Pennsylvania’s conservative governor announced Wednesday that he will not appeal a federal court decision that invalidated his state’s gay marriage ban because he believes an appeal has little chance of succeeding. Meanwhile, Utah’s politically similar Gov. Gary Herbert, along with Attorney General Sean Reyes, has continued his crusade against gay marriage in an effort that is quickly becoming quixotic.
In Miguel de Cervantes’ novel Don Quixote, the novel’s protagonist is besotted by his quest to restore the old chivalric norms. That self-infatuation plays out in numerous foolish expeditions like the one described below; it bears a striking resemblance to Utah’s own quest.
At this point they came in sight of thirty forty windmills that there are on plain, and as soon as Don Quixote saw them he said to his squire, “Fortune is arranging matters for us better than we could have shaped our desires ourselves, for look there, friend Sancho Panza, where thirty or more monstrous giants present themselves, all of whom I mean to engage in battle and slay, and with whose spoils we shall begin to make our fortunes; for this is righteous warfare, and it is God’s good service to sweep so evil a breed from off the face of the earth.”
“What giants?” said Sancho Panza.
“Those thou seest there,” answered his master, “with the long arms, and some have them nearly two leagues long.”
“Look, your worship,” said Sancho; “what we see there are not giants but windmills, and what seem to be their arms are the sails that turned by the wind make the millstone go.”

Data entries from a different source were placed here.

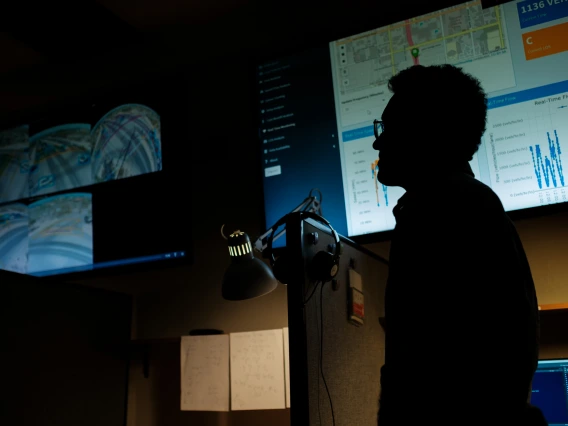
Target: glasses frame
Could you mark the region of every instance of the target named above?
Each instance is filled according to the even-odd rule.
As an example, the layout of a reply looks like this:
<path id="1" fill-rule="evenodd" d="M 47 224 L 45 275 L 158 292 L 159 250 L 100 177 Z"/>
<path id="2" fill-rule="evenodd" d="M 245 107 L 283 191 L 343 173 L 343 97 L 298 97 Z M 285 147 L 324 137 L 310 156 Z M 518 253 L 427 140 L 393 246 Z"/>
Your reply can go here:
<path id="1" fill-rule="evenodd" d="M 375 138 L 378 139 L 381 133 L 385 131 L 385 125 L 382 120 L 373 120 L 373 132 L 375 133 Z"/>

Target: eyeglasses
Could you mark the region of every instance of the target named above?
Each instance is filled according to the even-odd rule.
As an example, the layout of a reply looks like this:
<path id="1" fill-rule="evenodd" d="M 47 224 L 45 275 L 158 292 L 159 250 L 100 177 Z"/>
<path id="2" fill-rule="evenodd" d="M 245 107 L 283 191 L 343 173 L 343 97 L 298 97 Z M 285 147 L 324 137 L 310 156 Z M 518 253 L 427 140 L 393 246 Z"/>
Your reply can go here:
<path id="1" fill-rule="evenodd" d="M 385 125 L 380 120 L 373 121 L 373 130 L 375 132 L 375 138 L 378 139 L 380 134 L 385 131 Z"/>

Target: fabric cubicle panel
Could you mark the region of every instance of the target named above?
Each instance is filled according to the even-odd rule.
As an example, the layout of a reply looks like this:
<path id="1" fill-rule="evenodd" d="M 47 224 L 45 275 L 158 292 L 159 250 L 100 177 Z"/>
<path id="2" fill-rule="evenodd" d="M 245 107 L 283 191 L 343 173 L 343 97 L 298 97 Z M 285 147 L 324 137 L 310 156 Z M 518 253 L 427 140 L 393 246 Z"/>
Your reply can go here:
<path id="1" fill-rule="evenodd" d="M 316 245 L 309 244 L 309 238 L 306 238 L 312 232 L 318 232 Z M 303 254 L 307 263 L 316 252 L 334 241 L 325 227 L 311 220 L 304 222 L 303 235 Z M 343 237 L 341 240 L 343 252 L 336 277 L 339 285 L 336 290 L 332 283 L 320 285 L 305 310 L 309 425 L 333 424 L 331 405 L 320 370 L 322 361 L 335 425 L 376 426 L 380 368 L 384 363 L 384 330 L 379 317 L 384 316 L 388 265 L 351 240 Z M 360 274 L 363 282 L 365 314 L 361 326 L 348 319 L 350 267 Z M 309 296 L 313 284 L 306 280 L 305 286 Z M 320 303 L 321 297 L 323 303 Z M 320 353 L 322 330 L 323 351 Z"/>

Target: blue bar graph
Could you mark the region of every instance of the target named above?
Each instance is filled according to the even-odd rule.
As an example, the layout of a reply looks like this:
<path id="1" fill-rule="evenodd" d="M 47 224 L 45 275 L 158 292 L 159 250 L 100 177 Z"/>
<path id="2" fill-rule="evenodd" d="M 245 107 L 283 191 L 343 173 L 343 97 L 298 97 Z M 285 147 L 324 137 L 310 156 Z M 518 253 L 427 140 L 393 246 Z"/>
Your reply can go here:
<path id="1" fill-rule="evenodd" d="M 558 140 L 558 133 L 554 130 L 554 138 L 552 140 L 550 138 L 550 133 L 546 132 L 546 136 L 548 137 L 548 149 L 550 151 L 550 158 L 546 155 L 544 159 L 542 158 L 542 152 L 540 150 L 540 145 L 536 145 L 533 147 L 529 147 L 531 151 L 534 172 L 536 175 L 536 179 L 538 181 L 538 187 L 542 189 L 542 178 L 544 177 L 544 183 L 546 184 L 547 188 L 550 188 L 550 184 L 552 181 L 552 185 L 557 188 L 558 186 L 564 186 L 564 172 L 562 170 L 562 159 L 560 158 L 560 154 L 562 154 L 562 150 L 560 148 L 560 141 Z M 558 180 L 557 180 L 558 178 Z"/>

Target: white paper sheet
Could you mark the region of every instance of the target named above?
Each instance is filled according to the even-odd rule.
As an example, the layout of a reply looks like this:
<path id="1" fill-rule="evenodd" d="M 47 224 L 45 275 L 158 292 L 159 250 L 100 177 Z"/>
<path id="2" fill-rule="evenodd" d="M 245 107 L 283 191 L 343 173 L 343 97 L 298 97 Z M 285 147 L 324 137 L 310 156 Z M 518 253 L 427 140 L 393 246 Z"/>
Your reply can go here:
<path id="1" fill-rule="evenodd" d="M 181 410 L 229 411 L 229 335 L 181 338 Z"/>
<path id="2" fill-rule="evenodd" d="M 286 408 L 290 408 L 290 350 L 288 349 L 288 327 L 282 329 L 284 333 L 284 380 L 286 380 Z"/>
<path id="3" fill-rule="evenodd" d="M 286 408 L 282 329 L 230 336 L 231 410 Z"/>

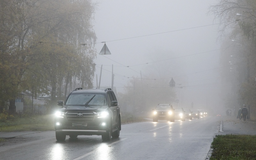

On the issue of gay marriage, some Utahns see giants where there are only the long sweeping arms of windmills, they see righteous warfare where only millstones are grinding their way inexorably into the future. But gays aren’t the only giants some of Utah’s leaders are intent on fighting.
The giant of federal intrusion into state matters is another spectral cause. The state legislature has spent more than $500,000 to study taking over federal lands. One legislator, Rep. Ken Ivory, has made it his life’s work, even at the risk of compromising his ability to legislate without serious conflicts of interest. (Somewhere in there is a lesson about moderation).
I understand the allure of windmills, the idealistic lust for winning the lost cause. There’s something noble about pursuing a cause through to its end. Most of my causes are lost ones. But there is an art to determining which lost causes are still worth fighting for.
Pragmatism has served us far better as a state than our idealism ever has–read any biography on Brigham Young for an understanding of how well a careful pragmatism can serve a leader and his people (the ox in the mire only scratches the surface of this approach).